Today, April 1, 2016, I received a call from my mom that my dad had passed away. He had battled declining health for several months and, this week, was hospitalized for several things, mostly old age. I was able to spend several days with him before I needed to leave to get back home. Before I left him, though, I was able to tell him that he was a good man. He overcame much in his life to leave a legacy that will live on in his children, grandchildren, and great-grandchildren. Above all, he was a child of God, and there is no doubt he is meeting his Heavenly Father right now.
I wrote the following post two years ago, and I republish it now in memory of him.
I love you, dad.
Tomorrow is my dad’s birthday. Archie Moore will become an 82 year-old husband, father, and grandfather. He’ll celebrate the way he always does…with family close by and, perhaps, a steak or rack of ribs in front of him.
God has blessed me with a father who is and has always been a present part of my life. Through all of our times together, he has been an anchor, not only for me, but for the entire extended family. That is the evidence of grace in all our lives. There are too few words in my vocabulary to express the tremendous effect he has had on my life, but suffice it to say that he has been a model of character and commitment and love.
Above all, he has been a father. It has been said by some that our perception of our heavenly Father can sometimes be, for good or bad, based on our experience with our earthly father. My dad has modeled that, for just as my heavenly Father is One of mercy, discipline, justice, and love, so too has my dad demonstrated those same traits.
Through all of that, he taught me…
…how to hunt and fish, and thus, to appreciate the outdoors.
…how to love baseball, and how to win and lose with grace.
…how to tie a tie, and when to wear one.
…how to shake a hand, and look people in the eye.
…how to carry a pocketknife, and to always know where it is.
…how to birth a calf, with wonder and awe at God’s created ones.
…how to drive, and have responsibility.
…how to haul hay and plant a garden, with an appreciation for hard work.
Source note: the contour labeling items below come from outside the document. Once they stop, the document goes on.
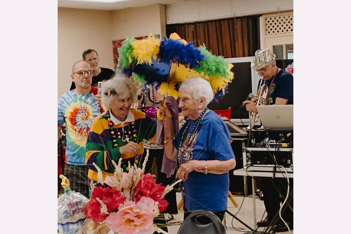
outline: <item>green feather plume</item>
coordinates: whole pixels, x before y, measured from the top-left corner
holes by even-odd
[[[132,55],[133,48],[131,43],[135,41],[134,38],[127,38],[122,42],[122,46],[118,48],[119,58],[118,65],[120,69],[128,67],[131,64],[134,66],[137,64],[137,59]]]
[[[223,76],[227,80],[230,79],[228,63],[224,61],[224,58],[213,55],[206,49],[204,45],[198,48],[207,59],[203,59],[200,62],[200,66],[195,66],[193,69],[199,73],[204,72],[209,76]]]

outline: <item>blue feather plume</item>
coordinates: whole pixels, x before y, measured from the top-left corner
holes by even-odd
[[[228,86],[226,86],[225,87],[225,89],[224,89],[224,94],[223,94],[223,91],[221,90],[219,90],[216,94],[214,94],[214,96],[213,97],[213,100],[216,101],[217,102],[219,102],[220,100],[221,100],[223,99],[223,98],[224,97],[224,95],[227,94],[229,92],[228,91]]]
[[[179,40],[165,36],[160,45],[158,59],[161,62],[170,63],[175,58],[175,62],[186,66],[192,69],[206,57],[200,50],[194,47],[192,42],[184,45]]]

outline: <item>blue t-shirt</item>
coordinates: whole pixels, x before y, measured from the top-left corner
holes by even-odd
[[[263,83],[269,87],[274,77],[274,76],[268,80],[264,81]],[[258,86],[261,82],[260,80]],[[277,74],[272,86],[269,91],[270,98],[268,99],[269,104],[272,105],[276,103],[276,99],[281,98],[288,99],[287,105],[292,105],[293,102],[293,80],[292,75],[283,69],[280,70]]]
[[[190,124],[191,132],[196,120],[188,120],[173,142],[178,149],[186,126]],[[230,132],[226,125],[213,111],[205,116],[192,150],[193,160],[218,160],[235,158],[230,146]],[[229,189],[229,174],[219,175],[193,171],[183,182],[184,205],[190,211],[202,209],[212,212],[227,209]]]

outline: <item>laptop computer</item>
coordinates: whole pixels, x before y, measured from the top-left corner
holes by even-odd
[[[266,129],[293,128],[293,105],[258,106],[257,111]]]

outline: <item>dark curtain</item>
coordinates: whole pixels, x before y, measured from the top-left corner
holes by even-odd
[[[260,49],[259,16],[167,25],[166,34],[169,37],[177,33],[196,47],[204,43],[212,54],[224,58],[253,56]]]

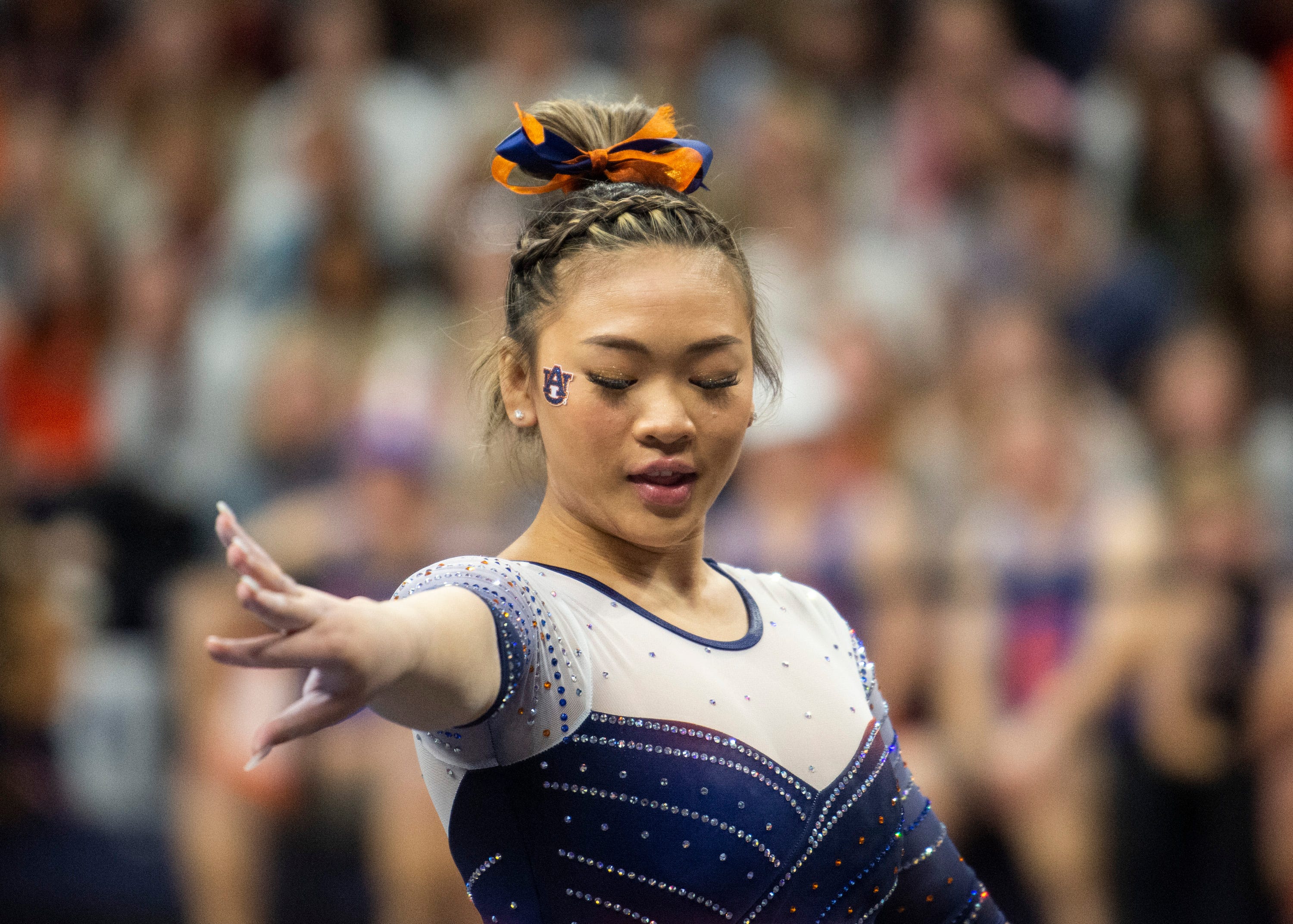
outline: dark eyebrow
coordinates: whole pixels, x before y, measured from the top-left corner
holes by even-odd
[[[614,334],[603,334],[601,336],[590,336],[583,340],[593,347],[608,347],[609,349],[623,349],[630,353],[644,353],[650,355],[650,349],[645,343],[640,340],[634,340],[630,336],[615,336]],[[734,343],[741,343],[740,336],[733,336],[732,334],[720,334],[719,336],[711,336],[706,340],[697,340],[687,347],[688,353],[710,353],[715,349],[721,349],[723,347],[731,347]]]

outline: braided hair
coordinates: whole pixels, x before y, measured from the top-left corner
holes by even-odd
[[[592,150],[610,148],[640,129],[654,107],[637,100],[609,105],[556,100],[529,111],[544,128]],[[573,193],[551,195],[556,201],[531,215],[521,230],[507,278],[503,336],[477,365],[487,393],[487,434],[507,421],[499,384],[500,355],[516,351],[517,358],[533,369],[539,334],[560,296],[557,267],[575,255],[635,246],[714,248],[727,258],[749,305],[755,374],[773,396],[780,392],[781,371],[759,312],[750,265],[720,217],[685,193],[637,182],[591,180]],[[524,432],[537,435],[538,430]]]

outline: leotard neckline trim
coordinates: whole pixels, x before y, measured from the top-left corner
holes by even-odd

And the list goes on. As he taught me, he modeled…
…the commitment of being a husband.
…the joy and pain of being a father.
…how to work hard and put in an honest day’s work.
…the importance of being active in church.
…how to be a follower of Christ.
Through it all, my dad was always there. Always at home. Always at my games. And, now, always a phone call away. He encouraged, supported, disciplined, loved, punished, and listened. He not only said it, but he lived it.
Through all of the good times and bad, he was a dad and a father.
I hope that my sons experience the same.